- Directed by: Gus Trikonis
- Screenplay by: Barry Schneider
- Story by: Jeffrey Bernini Barry Schneider
- Based on: "Take This Job and Shove It" by David Allan Coe
- Produced by: Paul Baratta (associate producer) Greg Blackwell (producer) William J. Immerman (executive producer) Al Kasha (associate producer) J. David Marks (executive producer)
- Starring: Robert Hays Art Carney Barbara Hershey David Keith Tim Thomerson Martin Mull Eddie Albert Penelope Milford David Allan Coe
- Cinematography: James Devis
- Edited by: Richard Belding
- Music by: Billy Sherrill
- Production company: Cinema Group Ventures
- Distributed by: Avco Embassy Pictures
- Release date: May 15, 1981;
- Running time: 100 minutes
- Country: United States
- Language: English
- Budget: $3.8 million
- Box office: $17,569,030 (US)

= Take This Job and Shove It (film) =

1981 film by Gus Trikonis

Take This Job and Shove It is a 1981 American comedy film directed by Gus Trikonis and starring Robert Hays, Barbara Hershey, Art Carney, and David Keith.

The film was named after a popular country song, "Take This Job and Shove It", which was written by David Allan Coe and sung by Johnny Paycheck; both men had minor roles in the film.

==Plot==
A corporate conglomerate called "The Ellison Group" acquires four breweries, all of them experiencing financial trouble. Enter Frank Macklin, a young manager hired by Ellison to help reorganize one of the ailing breweries, a major employer in his home town.
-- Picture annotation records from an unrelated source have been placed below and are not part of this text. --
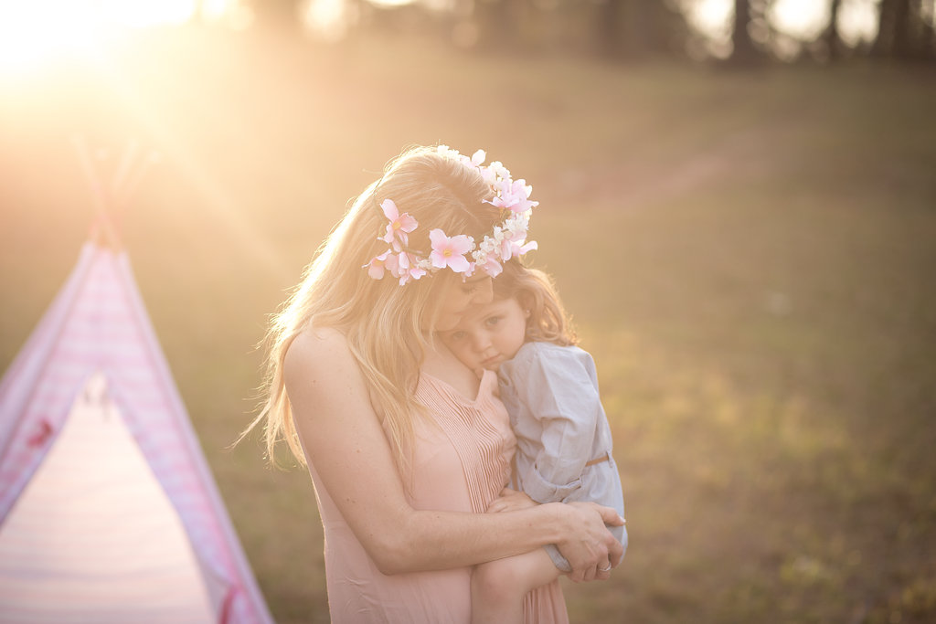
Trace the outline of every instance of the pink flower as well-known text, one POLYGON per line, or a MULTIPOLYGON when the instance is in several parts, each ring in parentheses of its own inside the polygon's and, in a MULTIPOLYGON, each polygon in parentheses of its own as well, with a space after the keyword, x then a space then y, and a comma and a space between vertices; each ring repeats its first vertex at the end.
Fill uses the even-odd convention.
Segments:
POLYGON ((384 216, 390 221, 387 225, 387 234, 381 239, 392 243, 395 239, 399 239, 404 246, 409 244, 406 234, 415 230, 419 225, 417 220, 411 217, 409 212, 400 214, 400 210, 397 210, 397 205, 393 203, 392 199, 385 199, 380 202, 380 208, 384 210, 384 216))
POLYGON ((375 255, 371 258, 371 261, 364 265, 367 267, 367 274, 370 275, 374 280, 384 279, 384 271, 388 268, 387 256, 389 254, 390 250, 387 250, 380 255, 375 255))
POLYGON ((432 243, 432 253, 429 258, 436 268, 448 267, 456 273, 463 273, 471 268, 465 254, 475 246, 472 239, 464 234, 447 237, 438 227, 430 230, 429 239, 432 243))
POLYGON ((524 212, 538 201, 530 201, 533 186, 527 186, 525 180, 502 180, 497 183, 497 196, 490 203, 498 208, 506 208, 513 212, 524 212))
POLYGON ((501 263, 497 261, 497 258, 492 255, 489 255, 487 260, 485 260, 485 263, 483 265, 478 265, 477 267, 490 277, 497 277, 501 274, 501 271, 504 270, 504 267, 502 267, 501 263))
POLYGON ((511 232, 501 240, 501 259, 506 261, 538 248, 535 240, 526 242, 525 232, 511 232))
Initially his old friends, who work at the brewery, give him a cold welcome as they think he'll be unable to revitalize the brewery. But when Frank informs them that the brewery is drowning in red ink, and that they may be losing their jobs soon, they welcome him with open arms, and ramp up the brewery's sales and production. The brewery improves so much that the Ellison Group decides to sell it to a Texas oil millionaire, who doesn't know the first thing about running a brewery or — apparently — running a business.

==Production==
Most of the film was shot in Dubuque, Iowa, and the Dubuque Star Brewery; some minor scenes were shot in Minneapolis, Minnesota. The Dubuque Star Brewery still stands today in the same location. It has been renovated and is now a private bar and grill.

=== Bigfoot ===
Take This Job and Shove It was the first film to feature monster trucks. Bob Chandler's Bigfoot #1 is seen throughout the movie as Ray's pick-up truck. Everett Jasmer's USA-1, credited as "Thunderin' Lightning", is the blue truck at the starting line that (in the script) breaks down when the race starts. Jasmer's daily delivery truck was used as the rival truck to Bigfoot, known as Silver Bullet. Both trucks are shown with 48-inch tires that were the then-standard monster truck tire (as opposed to the 66-inch tires that became standard later). Bob Chandler is seen as the flagman at the beginning of the race, and his family can be seen throughout the picnic sequences.

==Release==
The film was released by Avco Embassy in the United States on May 15, 1981, and became somewhat of a sleeper hit. The film's final box office total was $17,569,027. Rentals were $7.3 million.